Spending long periods of time in space affects an astronaut’s brain, according to a new study published in the New England Journal of Medicine. Specifically, the brain floats upwards, decreasing the amount of protective fluid that cushions the organ. It’s unclear whether this movement adversely affects an astronaut’s well-being.

Scientists scanned the brains of 16 astronauts on Earth and later after they spent a couple of weeks on NASA’s space shuttle. They also examined 18 astronauts before and after they lived on the International Space Station. The scientists concluded that those who stayed in space longer had more obvious changes in their brains.

Some astronauts have noted that they feel increased pressure in their heads while in space. Others have had problems with their vision. These issues may be linked to the shifting of the brain in zero gravity.

It’s unknown how long the changes in the brain last after the astronauts return home. Further research is critical because NASA and entities such as SpaceX plan on sending people to the Moon and Mars in the future. Because these missions may take months or years to execute, scientists may want to examine ways to reduce the effects of zero gravity on an astronaut’s brain.

“We don’t know if these changes will continue to worsen with mission duration or if they may eventually reach a plateau,” researcher Donna Roberts from the Medical University of South Carolina told CNN.

“We hypothesize that upward brain shift and expansion of tissue along the top of the brain may in result in compression of adjacent venous structures along the top of the head.

“While we cannot prove it yet, we suspect that this may ultimately result in a decrease in the outflow of (cerebrospinal fluid) and blood from the head.”

Space travel affects astronauts in various ways. Bones and muscles lose strength, and body fluids shift towards the head. The shifting of the brain may also move the cerebrospinal fluid inside the skull. This substance protects the brain from impacts.

The brain scans from the study showed there was a decrease in the cerebrospinal fluid near the top of the brain when the astronauts returned from space, reports The Verge. Zero gravity may be moving the fluid away from the skull. It’s possible this movement could result in cognitive changes.
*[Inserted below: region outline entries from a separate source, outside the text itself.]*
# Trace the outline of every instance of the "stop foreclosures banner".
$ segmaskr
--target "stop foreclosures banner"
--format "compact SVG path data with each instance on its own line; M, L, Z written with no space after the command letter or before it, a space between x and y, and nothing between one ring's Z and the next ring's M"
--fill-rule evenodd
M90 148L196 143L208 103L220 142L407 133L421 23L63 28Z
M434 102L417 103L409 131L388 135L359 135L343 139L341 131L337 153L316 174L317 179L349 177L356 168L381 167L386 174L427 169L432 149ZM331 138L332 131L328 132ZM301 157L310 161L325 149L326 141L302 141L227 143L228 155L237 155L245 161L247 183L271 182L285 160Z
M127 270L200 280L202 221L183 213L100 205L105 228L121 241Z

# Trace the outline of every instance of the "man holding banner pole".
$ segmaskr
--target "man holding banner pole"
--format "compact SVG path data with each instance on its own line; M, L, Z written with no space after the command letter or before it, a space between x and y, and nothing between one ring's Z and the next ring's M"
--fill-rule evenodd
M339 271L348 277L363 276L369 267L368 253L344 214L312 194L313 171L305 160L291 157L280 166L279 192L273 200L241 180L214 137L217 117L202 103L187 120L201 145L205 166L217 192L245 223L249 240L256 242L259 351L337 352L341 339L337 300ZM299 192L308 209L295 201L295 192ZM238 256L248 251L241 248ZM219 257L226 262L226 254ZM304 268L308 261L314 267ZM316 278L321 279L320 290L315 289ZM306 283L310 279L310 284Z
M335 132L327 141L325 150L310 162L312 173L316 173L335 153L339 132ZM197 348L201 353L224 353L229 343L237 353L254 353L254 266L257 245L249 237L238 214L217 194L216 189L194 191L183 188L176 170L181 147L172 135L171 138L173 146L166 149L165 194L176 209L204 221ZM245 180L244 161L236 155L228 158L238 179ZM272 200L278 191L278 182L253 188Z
It may also affect the optic nerves, which would explain why some astronauts notice changes in their vision.

Dorit Donoviel, the interim director of the Translational Research Institute for Space Health, was not involved in the study but told The Verge that he believes certain methods may reduce movement of the brain in space, including devices that pull an astronaut’s legs while they’re sleeping to keep pressure off of the brain.